The Gazette’s reporter said it called to mind the “human fly stunt.” Flying bricks from the collapsing walls crashed through the roofs of the Hollenberg Music Company’s retail building at 415 Main and F.B.T. Hollenberg’s office building at 112 East Capitol (to the north and east of the burned building, respectively). The latter building housed Draughon’s Business School, where bricks fell into the typewriter room and “several machines were wrecked.”
The Exchange National Bank temporarily relocated, and postponed opening its vaults for fear of spontaneous combustion (from admitting oxygen into a sealed but extremely hot environment). The Masonic Temple sold the lot at Capitol and Main to the Exchange National Bank Building Company, which was incorporated as a separate entity from the bank itself because of a federal law that prohibited banks from investing more than their capital stock in their buildings.

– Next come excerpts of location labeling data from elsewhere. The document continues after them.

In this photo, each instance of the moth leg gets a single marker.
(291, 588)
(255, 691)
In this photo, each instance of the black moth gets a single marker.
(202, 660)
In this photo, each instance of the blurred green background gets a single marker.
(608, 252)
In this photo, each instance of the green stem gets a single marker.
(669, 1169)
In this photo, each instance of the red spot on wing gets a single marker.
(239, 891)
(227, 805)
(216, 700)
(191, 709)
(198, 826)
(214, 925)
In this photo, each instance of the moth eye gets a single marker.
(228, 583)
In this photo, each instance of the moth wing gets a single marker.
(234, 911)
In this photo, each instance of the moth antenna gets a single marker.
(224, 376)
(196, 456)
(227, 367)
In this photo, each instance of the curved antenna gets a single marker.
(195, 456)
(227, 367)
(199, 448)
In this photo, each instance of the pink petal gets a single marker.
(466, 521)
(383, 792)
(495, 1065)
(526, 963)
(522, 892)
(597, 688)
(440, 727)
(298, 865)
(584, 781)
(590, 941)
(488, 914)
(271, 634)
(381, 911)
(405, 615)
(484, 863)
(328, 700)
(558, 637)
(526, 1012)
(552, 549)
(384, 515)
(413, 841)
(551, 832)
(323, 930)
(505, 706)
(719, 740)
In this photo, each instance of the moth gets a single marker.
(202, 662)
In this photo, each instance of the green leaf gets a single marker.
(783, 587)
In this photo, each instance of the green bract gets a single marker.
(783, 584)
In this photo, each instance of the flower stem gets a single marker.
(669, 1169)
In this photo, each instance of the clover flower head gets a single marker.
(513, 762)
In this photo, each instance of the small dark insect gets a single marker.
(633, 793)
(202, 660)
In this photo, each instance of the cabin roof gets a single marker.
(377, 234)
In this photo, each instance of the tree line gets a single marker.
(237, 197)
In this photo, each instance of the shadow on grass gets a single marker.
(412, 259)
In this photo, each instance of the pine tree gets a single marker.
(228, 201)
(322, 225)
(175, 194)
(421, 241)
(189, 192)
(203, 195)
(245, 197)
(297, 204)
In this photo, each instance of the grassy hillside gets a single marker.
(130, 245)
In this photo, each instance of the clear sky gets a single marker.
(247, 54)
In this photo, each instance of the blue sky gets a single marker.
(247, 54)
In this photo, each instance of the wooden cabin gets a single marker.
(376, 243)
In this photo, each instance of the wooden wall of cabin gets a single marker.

And that’s when Charles Thompson came in, possibly with the help of others in his firm, and drew the building with the scrollwork that Paul Greenberg gazed upon in his open imitation of the story “Borges and I.” Charles Thompson knew how to borrow, and so did Paul Greenberg. We have no duty to be original, only careful in borrowing what we can from the past for the sake of posterity.
In Wallace Stegner’s novel “Angle of Repose,” a young assistant looks at photographs of the narrator’s grandmother (also the novel’s protagonist) and says, “Gee! Same hairdo all her life!”
“Yes, Miss Morrow,” thinks the narrator. “Same old hairdo. Classic knot and bangs. Anything good was worth sticking with.”
Tom Dillard started an Arkansas history column in these pages on Aug. 25, 2002. After 1,003 columns, he retired from writing it Dec. 25, 2022.
As an archivist, he collected and preserved the records that Arkansas people have left, down to scraps of correspondence. As a founder of the Encyclopedia of Arkansas, he offered a hand to the future, an enormous help. It is impossible to estimate the value of his work as a link between Arkansas people past, present, and future. Thank you, Tom.
Brooke Greenberg lives in Little Rock.